Review of Stereotactic Arrhythmia Radioablation Therapy for Cardiac Tachydysrhythmias

Michael H Chiu  1 L Brent Mitchell  1 Nicolas Ploquin  1 Salman Faruqi  1 Vikas P Kuriachan  1
Affiliations
Review

Review of Stereotactic Arrhythmia Radioablation Therapy for Cardiac Tachydysrhythmias

Michael H Chiu et al. CJC Open. .

Abstract
in English, French

Cardiac tachyarrhythmias are a major cause of morbidity and mortality. Treatments for these tachyarrhythmias include antiarrhythmic drugs, catheter ablation, surgical ablation, cardiac implantable electronic devices, and cardiac transplantation.

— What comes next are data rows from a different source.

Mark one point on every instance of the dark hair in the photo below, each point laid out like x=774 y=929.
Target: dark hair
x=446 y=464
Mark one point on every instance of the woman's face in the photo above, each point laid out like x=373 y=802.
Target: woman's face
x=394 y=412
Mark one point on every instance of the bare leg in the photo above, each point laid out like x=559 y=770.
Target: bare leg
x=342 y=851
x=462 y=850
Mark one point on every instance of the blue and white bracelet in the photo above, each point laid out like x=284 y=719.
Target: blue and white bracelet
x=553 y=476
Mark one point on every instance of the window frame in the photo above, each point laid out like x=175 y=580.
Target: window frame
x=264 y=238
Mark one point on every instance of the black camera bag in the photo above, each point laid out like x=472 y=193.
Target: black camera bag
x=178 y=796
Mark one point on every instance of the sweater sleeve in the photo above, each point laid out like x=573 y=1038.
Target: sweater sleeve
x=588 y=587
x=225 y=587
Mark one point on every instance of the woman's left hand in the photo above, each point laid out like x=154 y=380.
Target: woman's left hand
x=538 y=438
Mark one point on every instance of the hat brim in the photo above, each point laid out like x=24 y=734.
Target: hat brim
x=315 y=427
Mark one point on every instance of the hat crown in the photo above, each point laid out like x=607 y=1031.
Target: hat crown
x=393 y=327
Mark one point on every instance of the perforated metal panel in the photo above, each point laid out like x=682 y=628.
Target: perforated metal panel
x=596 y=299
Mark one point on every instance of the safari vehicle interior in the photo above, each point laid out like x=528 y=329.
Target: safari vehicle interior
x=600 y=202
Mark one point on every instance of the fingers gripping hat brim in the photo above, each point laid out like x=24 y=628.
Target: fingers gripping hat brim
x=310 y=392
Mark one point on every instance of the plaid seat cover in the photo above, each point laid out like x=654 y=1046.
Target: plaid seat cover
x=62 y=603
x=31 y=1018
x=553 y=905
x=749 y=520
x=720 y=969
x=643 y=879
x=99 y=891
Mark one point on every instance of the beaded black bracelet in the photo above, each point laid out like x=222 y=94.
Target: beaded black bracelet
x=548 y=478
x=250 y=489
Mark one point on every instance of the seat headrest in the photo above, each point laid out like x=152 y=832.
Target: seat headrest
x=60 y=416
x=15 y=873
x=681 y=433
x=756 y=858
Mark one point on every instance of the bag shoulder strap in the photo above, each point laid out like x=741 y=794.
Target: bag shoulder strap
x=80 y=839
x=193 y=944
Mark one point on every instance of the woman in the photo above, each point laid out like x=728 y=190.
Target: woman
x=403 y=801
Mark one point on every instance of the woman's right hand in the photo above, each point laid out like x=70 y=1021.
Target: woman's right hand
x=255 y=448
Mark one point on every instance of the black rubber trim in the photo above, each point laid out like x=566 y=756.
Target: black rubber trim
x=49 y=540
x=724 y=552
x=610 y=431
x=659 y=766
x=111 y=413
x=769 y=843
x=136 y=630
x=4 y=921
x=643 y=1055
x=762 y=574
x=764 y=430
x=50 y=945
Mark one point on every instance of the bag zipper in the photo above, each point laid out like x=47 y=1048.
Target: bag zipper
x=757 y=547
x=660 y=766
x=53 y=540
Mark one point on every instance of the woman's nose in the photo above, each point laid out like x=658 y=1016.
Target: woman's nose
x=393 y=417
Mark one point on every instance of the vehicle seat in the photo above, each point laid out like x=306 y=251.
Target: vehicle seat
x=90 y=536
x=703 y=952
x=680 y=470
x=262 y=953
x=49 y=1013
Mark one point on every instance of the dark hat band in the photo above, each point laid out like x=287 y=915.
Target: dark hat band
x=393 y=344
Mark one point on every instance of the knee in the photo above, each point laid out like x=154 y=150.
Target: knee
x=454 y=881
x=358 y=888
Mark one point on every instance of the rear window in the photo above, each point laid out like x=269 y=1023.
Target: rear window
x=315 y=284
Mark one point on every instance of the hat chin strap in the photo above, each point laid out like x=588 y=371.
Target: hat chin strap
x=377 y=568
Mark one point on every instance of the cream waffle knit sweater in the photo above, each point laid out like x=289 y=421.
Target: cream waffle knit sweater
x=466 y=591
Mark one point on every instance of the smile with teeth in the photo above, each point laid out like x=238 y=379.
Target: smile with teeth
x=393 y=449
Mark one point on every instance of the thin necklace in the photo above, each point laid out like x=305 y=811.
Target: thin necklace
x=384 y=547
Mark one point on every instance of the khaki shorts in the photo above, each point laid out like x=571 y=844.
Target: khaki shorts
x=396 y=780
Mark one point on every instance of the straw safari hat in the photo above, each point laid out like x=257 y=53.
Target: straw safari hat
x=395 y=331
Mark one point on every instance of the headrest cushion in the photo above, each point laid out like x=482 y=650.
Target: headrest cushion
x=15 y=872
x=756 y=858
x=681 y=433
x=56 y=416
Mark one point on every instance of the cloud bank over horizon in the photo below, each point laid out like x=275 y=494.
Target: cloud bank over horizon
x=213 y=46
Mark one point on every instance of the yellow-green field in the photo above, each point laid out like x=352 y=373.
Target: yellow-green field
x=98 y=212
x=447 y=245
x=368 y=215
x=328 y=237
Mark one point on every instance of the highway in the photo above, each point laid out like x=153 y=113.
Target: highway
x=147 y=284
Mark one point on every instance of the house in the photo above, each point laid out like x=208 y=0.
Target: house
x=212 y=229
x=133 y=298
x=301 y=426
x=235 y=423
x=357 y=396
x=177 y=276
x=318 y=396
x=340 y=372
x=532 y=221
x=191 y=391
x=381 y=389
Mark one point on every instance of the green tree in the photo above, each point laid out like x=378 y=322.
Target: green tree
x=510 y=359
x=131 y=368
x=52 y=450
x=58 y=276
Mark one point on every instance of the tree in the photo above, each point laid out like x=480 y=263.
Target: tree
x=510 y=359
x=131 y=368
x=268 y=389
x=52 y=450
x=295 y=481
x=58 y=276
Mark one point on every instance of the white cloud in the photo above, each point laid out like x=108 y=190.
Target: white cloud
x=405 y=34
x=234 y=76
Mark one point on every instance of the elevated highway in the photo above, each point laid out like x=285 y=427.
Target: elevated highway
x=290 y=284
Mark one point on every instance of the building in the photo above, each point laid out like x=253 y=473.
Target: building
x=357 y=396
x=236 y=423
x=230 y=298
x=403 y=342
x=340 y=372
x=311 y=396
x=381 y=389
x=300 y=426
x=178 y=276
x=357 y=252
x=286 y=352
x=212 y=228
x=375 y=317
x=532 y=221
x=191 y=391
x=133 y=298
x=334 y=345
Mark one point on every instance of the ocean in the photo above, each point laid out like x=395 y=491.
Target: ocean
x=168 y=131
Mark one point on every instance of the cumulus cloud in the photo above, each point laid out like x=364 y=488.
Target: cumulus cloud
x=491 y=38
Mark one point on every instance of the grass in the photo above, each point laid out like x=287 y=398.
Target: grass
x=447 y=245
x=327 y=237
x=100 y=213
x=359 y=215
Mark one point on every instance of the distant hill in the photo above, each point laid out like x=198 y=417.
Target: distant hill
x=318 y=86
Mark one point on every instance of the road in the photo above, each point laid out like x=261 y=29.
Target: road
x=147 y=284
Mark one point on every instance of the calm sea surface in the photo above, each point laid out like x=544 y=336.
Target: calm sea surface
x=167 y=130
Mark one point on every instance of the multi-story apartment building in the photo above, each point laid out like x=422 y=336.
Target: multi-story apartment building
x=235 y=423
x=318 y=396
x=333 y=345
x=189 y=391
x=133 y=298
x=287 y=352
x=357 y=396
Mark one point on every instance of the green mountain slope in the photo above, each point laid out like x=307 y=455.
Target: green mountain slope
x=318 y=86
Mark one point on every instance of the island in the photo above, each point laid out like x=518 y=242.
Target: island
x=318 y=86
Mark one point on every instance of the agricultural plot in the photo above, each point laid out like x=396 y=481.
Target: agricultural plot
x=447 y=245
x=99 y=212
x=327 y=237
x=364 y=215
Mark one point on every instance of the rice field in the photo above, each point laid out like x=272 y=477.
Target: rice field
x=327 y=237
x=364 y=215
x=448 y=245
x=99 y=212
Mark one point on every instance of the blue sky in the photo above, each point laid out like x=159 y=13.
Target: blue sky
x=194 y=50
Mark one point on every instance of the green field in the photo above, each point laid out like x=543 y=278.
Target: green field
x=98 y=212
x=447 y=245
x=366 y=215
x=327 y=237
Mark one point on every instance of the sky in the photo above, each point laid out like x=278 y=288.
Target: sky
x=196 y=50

Each of these treatment approaches is effective in some patients but there is considerable room for improvement, particularly with respect to the most common of the tachydysrhythmias, atrial fibrillation, and the most dangerous of the tachydysrhythmias, ventricular tachycardia (VT) or ventricular fibrillation. Noninvasive stereotactic ablative radiation therapy is emerging as an effective treatment for refractory tachyarrhythmias. Animal models have shown successful ablation of arrhythmogenic myocardial substrates with minimal short-term complications. Studies of stereotactic radioablation involving patients with refractory VT have shown a reduction in VT recurrence and promising early safety data. In this review, we provide the background for the application of stereotactic arrhythmia radioablation therapy along with promising results from early applications of the technology.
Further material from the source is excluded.